The differential diagnosis of a mediastinal mass is widespread and most frequently includes the lymphoma, thymic mass, germ cell tumor, and ectopic thyroid tissue, with primary thymic neoplasms, thyroid masses, and lymphomas most commonly diagnosed in the adult population (1). The morphologic and radiologic features of each process help to differentiate and diagnose the mediastinal mass. When there is suspicion of a mediastinal mass, a posteroanterior and lateral chest radiograph is typically the first-line imaging. Although this basic modality provides limited tissue characterization, mass localization is achieved, which can aid in narrowing the differential diagnosis. CT is an important tool in evaluating a mediastinal mass and is typically the next step after chest radiography. CT imaging has the ability to further characterize the mass based on specific location; degree of soft-tissue vascularization; and attenuation of air, fat, water, and calcium. These specifications are often sufficient in achieving a diagnosis (1,2).

However, when the mass cannot be diagnosed radiographically, the next step in imaging is a physiologic assessment with radionuclide modalities. The importance of nuclear studies in determining the diagnosis of mediastinal masses is usually underestimated and is not suggested by many authors (3). In this case, we will emphasize the role of nuclear studies in determining the diagnosis of anterior mediastinal mass. ¹⁸F-FDG PET/CT is an efficacious tool with many applications, largely in the setting of malignancy. In our case, PET/CT was obtained because of suspicions that the mediastinal mass represented lymphoma. Both Hodgkin and non-Hodgkin lymphomas are ¹⁸F-FDG–avid, and in general, ¹⁸F-FDG PET is more sensitive (85%–95%) and specific (95%) than CT for detecting lymphoma (4). Because of this, it has the ability to differentiate between a lymphoma versus a more benign etiology.

Similarly, thyroid scintigraphy plays a role in evaluation of mediastinal mass when thyroid etiology is being considered. Thyroid scintigraphy is performed primarily with ^99mTc, ¹²³I, and rarely ¹³¹I. The use of ^99mTc over radioiodine is typically preferred for several reasons. One example is that ^99mTc has a faster acquisition time than ¹²³I because of its significantly higher allowable administered dose (185–370 MBq [5–10 mCi] vs. 7.2–11.11 MBq [200–300 μCi]). Subsequently, ^99mTc is considered more patient-friendly because of this shortened examination time and less time the patient is required to lie supine with an extended neck. Another reason that ^99mTc is preferred is that it is more convenient and more readily available to hospital radiopharmacies than ¹²³I and, as a result, is better able to accommodate last-minute scans (5).

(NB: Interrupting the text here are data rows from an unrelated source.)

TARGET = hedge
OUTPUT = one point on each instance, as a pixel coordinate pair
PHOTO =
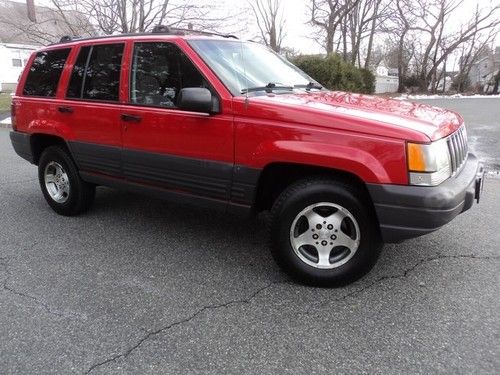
(336, 74)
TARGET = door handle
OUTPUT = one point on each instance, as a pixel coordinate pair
(65, 109)
(130, 118)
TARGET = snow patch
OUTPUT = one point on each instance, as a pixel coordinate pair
(455, 96)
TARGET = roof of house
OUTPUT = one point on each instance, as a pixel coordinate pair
(50, 25)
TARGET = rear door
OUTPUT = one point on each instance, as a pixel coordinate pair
(186, 152)
(92, 108)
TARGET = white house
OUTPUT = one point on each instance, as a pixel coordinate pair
(20, 36)
(13, 58)
(386, 80)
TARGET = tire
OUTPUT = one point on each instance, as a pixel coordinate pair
(63, 189)
(337, 227)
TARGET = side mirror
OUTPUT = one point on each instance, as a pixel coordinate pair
(197, 99)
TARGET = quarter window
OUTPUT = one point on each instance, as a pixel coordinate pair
(45, 71)
(159, 71)
(96, 73)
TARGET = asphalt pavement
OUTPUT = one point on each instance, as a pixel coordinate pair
(141, 286)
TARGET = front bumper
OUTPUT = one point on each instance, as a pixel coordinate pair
(410, 211)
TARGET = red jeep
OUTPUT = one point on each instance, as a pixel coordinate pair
(225, 123)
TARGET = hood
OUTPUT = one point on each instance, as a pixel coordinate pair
(433, 122)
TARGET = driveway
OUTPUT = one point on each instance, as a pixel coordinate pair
(140, 286)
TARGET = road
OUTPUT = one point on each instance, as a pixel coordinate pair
(140, 286)
(482, 117)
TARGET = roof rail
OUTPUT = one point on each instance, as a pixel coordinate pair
(69, 38)
(158, 29)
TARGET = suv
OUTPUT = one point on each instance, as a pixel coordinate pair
(225, 123)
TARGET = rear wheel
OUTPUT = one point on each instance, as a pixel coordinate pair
(323, 232)
(63, 189)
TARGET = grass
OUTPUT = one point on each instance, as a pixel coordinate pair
(4, 103)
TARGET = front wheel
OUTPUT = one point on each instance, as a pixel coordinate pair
(63, 189)
(323, 232)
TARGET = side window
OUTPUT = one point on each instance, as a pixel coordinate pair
(96, 73)
(76, 81)
(45, 71)
(159, 71)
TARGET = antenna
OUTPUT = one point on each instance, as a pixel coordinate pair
(244, 72)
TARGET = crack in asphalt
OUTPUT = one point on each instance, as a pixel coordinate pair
(150, 334)
(379, 280)
(4, 263)
(403, 275)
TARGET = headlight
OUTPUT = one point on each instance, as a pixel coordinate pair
(429, 165)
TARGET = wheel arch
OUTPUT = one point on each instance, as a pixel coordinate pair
(277, 176)
(40, 141)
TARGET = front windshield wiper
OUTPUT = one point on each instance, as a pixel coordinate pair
(267, 88)
(309, 86)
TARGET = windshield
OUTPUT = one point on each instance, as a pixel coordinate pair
(246, 67)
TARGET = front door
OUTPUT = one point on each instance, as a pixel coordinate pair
(163, 146)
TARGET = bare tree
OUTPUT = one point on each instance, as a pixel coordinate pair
(428, 23)
(270, 21)
(327, 16)
(361, 23)
(130, 16)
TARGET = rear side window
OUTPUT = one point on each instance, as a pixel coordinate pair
(43, 76)
(76, 81)
(96, 73)
(159, 71)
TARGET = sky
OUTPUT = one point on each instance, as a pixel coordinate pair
(299, 34)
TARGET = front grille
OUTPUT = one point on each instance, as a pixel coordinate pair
(457, 145)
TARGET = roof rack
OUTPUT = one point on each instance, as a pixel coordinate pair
(159, 29)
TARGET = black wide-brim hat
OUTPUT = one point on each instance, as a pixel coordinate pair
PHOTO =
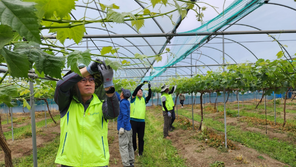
(98, 78)
(99, 87)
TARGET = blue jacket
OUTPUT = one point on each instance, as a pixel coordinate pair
(123, 120)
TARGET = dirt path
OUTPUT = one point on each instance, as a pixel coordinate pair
(23, 147)
(198, 154)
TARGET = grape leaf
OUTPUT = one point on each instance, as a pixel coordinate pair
(76, 33)
(158, 58)
(20, 17)
(106, 49)
(6, 35)
(280, 54)
(139, 56)
(18, 65)
(78, 57)
(115, 16)
(146, 11)
(154, 2)
(6, 93)
(58, 7)
(138, 24)
(115, 65)
(26, 104)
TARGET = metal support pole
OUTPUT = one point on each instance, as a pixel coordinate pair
(32, 112)
(192, 112)
(274, 99)
(224, 94)
(217, 102)
(7, 113)
(264, 102)
(45, 113)
(10, 110)
(237, 103)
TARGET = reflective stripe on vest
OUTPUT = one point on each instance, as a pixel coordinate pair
(138, 108)
(83, 139)
(169, 103)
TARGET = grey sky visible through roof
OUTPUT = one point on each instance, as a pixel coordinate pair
(275, 15)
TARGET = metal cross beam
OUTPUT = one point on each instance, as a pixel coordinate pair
(182, 34)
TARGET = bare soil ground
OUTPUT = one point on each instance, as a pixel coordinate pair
(196, 153)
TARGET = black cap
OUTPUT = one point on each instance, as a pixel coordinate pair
(126, 93)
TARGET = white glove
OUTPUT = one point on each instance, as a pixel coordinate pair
(121, 131)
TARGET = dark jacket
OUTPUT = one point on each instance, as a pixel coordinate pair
(67, 88)
(123, 120)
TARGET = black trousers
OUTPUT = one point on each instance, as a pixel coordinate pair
(138, 127)
(173, 117)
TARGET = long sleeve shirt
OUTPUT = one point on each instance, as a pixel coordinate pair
(123, 120)
(67, 88)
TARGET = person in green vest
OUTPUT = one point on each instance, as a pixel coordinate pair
(167, 108)
(85, 114)
(137, 115)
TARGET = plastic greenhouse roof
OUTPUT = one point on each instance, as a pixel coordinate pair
(192, 54)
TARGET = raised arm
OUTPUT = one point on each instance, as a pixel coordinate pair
(63, 94)
(149, 94)
(163, 99)
(136, 90)
(173, 89)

As was the case with our patient, she underwent thyroid scintigraphy with ^99mTc initially, presumably because of the numerous above-mentioned benefits of ^99mTc over ¹²³I. However, when there are suspicions that a mediastinal mass represents functioning thyroid tissue, imaging with either ¹²³I or ¹³¹I is the method of choice, not ^99mTc. This is because of the increased background activity with ^99mTc caused by the activity of the salivary glands in the neck, the attenuation of γ-rays by the sternum and surrounding soft tissues, and also the substantial blood-pool activity from the heart and great vessels all interfering with the visualization of retrosternal or deep functioning thyroid tissue (4,6).